Kendall DeBoer shares with us the life and work of one prolific world builder—modernist painter, set designer, and poet Florine Stettheimer. Using “Goldilocks and the Three Bears” as an analytical framework, DeBoer traces Stettheimer’s forays into worlds both unnervingly public and restrictively intimate. Ultimately, DeBoer finds, the artist and her compatriots flourished in a realm of Stettheimer’s own making: a space that facilitated true emotional and intellectual connection through shared aesthetic experiences.
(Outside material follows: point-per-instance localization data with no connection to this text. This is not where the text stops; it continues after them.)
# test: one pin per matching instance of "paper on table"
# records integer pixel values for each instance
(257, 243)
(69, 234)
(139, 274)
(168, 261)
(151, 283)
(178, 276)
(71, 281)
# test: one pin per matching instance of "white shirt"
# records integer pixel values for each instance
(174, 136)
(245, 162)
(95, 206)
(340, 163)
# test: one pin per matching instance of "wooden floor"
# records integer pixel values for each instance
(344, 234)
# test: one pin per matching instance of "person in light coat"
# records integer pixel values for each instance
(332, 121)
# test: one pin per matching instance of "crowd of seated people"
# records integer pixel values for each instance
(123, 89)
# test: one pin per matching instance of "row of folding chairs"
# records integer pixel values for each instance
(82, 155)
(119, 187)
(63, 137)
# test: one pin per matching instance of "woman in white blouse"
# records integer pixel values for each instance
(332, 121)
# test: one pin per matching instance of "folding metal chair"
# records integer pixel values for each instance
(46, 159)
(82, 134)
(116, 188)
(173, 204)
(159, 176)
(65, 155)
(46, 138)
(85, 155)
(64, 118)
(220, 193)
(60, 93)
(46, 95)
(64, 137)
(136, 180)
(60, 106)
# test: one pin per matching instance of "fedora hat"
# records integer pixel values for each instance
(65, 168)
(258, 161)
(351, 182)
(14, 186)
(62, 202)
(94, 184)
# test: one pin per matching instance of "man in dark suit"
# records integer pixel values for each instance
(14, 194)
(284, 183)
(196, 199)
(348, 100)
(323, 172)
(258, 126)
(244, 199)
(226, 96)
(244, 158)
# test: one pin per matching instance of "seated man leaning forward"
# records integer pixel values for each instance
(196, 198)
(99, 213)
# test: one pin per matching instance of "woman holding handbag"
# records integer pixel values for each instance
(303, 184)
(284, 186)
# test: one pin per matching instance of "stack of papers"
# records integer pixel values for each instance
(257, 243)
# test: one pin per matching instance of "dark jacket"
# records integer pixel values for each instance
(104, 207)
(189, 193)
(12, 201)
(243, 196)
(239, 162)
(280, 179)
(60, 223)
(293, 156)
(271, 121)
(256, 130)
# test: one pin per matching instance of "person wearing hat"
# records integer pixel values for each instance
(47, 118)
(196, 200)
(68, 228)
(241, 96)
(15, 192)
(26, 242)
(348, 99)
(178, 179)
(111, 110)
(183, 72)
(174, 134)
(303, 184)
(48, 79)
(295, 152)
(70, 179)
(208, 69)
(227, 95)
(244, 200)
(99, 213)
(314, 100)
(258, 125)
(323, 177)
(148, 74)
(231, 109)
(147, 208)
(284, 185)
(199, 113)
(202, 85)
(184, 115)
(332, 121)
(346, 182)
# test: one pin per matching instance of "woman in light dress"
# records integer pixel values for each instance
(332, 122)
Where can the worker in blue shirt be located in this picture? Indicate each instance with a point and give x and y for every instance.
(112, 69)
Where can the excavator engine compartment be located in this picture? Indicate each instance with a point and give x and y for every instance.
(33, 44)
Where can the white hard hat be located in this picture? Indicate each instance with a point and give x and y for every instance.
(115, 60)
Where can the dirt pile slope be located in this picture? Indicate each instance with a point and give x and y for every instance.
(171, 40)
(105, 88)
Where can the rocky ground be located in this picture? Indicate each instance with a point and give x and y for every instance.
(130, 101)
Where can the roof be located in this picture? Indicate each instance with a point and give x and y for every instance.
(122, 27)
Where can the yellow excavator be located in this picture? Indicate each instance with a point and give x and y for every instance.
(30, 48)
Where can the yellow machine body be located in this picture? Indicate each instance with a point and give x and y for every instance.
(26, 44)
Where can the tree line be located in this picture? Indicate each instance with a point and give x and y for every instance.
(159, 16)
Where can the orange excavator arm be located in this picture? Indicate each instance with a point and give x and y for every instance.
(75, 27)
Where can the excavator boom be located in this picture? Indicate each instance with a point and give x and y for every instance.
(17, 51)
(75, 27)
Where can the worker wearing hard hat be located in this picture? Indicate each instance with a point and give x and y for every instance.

Artist-writer and researcher Kristi McGuire sits down to chat with author Joni Murphy upon the release of Murphy’s latest novel, Talking Animals. Set in a version of Manhattan that is populated entirely by animals, Murphy’s second novel contends with climate change, the desultory labyrinths of academia, and political scapegoating. Murphy and McGuire’s sweeping conversation considers everything from “undigested trauma,” to the enduring powers of parables and nostalgia, to using “three interns ago” as a unit of time.
Kirsten Ihns’s “NEBULA PAINLESS FOAM PET” responds to the dreamworlds of Kim Keever’s aquarium photographs, which turn fish tanks into landscapes that might come from millennia ago or millennia to come or from another planet entirely. In all cases, they are some kind of alternative to life as it is currently experienced and Ihn’s poem gets right to the heart of the gamble these photographs make; they put a face on other possibilities for the world and careen right up to the edge of abstraction to do it.
A.V. Marraccini’s capacious essay departs from Christopher Wren’s plan to remake London after the Great Fire of 1666, a vision for a city that was never built. It is also a meditation on pandemic time, the Metabolist architecture of Japan after World War II, Agnes Martin’s grids, and the possibilities for creating buildings and cities—geometries—that change with their populations rather than clinging to deterministic plans that attempt to keep the world static, regardless of fluctuating historical needs. Marraccini dives into the wreck and surfaces with a bouquet of counterfactuals that show how things that seem like foregone conclusions often have in them the give of contingency. This may explain why it’s so tempting to use biological metaphors to describe how built environments work: like organisms, they are records of growth and change, potential fulfilled and potential stillborn.
Liz Collins, an artist working in textiles and mixed media, has spent the last two years with maps. Invited to make a body of work in response to the navigation aids held in the Sidney R. Knafel Map Collection at the Phillips Academy, she has embroidered their histories onto canvas, paper, and walls. Here she shows her labyrinthine path through that artwork, following a thread she first picked up when she was a sixteen-year-old student at that school.
Nara Roberta Silva has charted the routes of migrants to the United States from the Global South. Silva, herself an immigrant “with papers,” argues that the violence against undocumented immigrants is a crisis point that exposes the violence of a larger state-making immigration system that is not only functionally racist but functions to produce and define race. On this map, there are trade flows, but bodies come up hard against walls.
We began writing this letter before election results came in, and we are concluding it now in the aftermath. The dust is settling but the work remains the same.